Bagaimana tidak terjadi, tumbangnya beberapa pohon dan rumpun bambu, akibat derasnya terjangan air dari hulu. Akhirnya pohon dan rumpun bambu tak dapat menahan air dan kemudian terbawa arus air hingga menyumbat sungai yang ada di hilir.
Jadi menurut pendapat saya, saatnya Pemkab Pasuruan kembali mengkaji ulang kebijakan pemberian rekomendasi pada perusahaan pertambangan (galian C).

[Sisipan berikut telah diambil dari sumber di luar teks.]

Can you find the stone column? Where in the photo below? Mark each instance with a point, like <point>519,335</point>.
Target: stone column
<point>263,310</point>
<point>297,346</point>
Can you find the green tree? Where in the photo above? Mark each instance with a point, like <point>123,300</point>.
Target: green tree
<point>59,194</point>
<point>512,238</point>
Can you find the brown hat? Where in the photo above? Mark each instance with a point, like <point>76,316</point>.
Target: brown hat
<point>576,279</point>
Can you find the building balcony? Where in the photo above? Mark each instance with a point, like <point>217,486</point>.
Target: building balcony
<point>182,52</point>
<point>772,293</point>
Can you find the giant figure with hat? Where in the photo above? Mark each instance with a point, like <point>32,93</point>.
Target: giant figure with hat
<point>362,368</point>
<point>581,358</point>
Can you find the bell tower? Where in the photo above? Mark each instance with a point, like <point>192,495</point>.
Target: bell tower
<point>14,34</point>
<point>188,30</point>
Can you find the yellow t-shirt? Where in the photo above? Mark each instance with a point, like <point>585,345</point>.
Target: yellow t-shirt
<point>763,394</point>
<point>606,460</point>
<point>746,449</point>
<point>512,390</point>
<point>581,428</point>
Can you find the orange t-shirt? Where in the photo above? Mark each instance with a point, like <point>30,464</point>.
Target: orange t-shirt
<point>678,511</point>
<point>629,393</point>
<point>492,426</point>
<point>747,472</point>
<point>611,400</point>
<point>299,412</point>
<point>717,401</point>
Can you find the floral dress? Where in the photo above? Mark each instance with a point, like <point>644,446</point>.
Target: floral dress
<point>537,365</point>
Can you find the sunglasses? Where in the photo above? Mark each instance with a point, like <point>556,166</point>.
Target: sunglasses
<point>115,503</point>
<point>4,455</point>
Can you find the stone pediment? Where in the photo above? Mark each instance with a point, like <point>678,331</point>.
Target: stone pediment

Seperti diketahui bahwa pajak pertambangan (galian C) di Kabupaten Pasuruan setiap tahunnya hanya sebesar Rp.17milyar. Uang tersebut tidak cukup untuk membangun infrastruktur jalan sepanjang kurang lebih 10km,belum lagi kebocoran pajak atas galian c tanpa ijin alias ilegal.
Sementara keuntungan mutlak ada pada pengusaha tambang itu sendiri. Alam bekas pertambangan itu sendiri selalu dan selalu di tinggalkan terbengkalai tanpa adanya upaya reklamasi. Sekali lagi, hanya warga sekitar dan dibawahnya yang terimbas.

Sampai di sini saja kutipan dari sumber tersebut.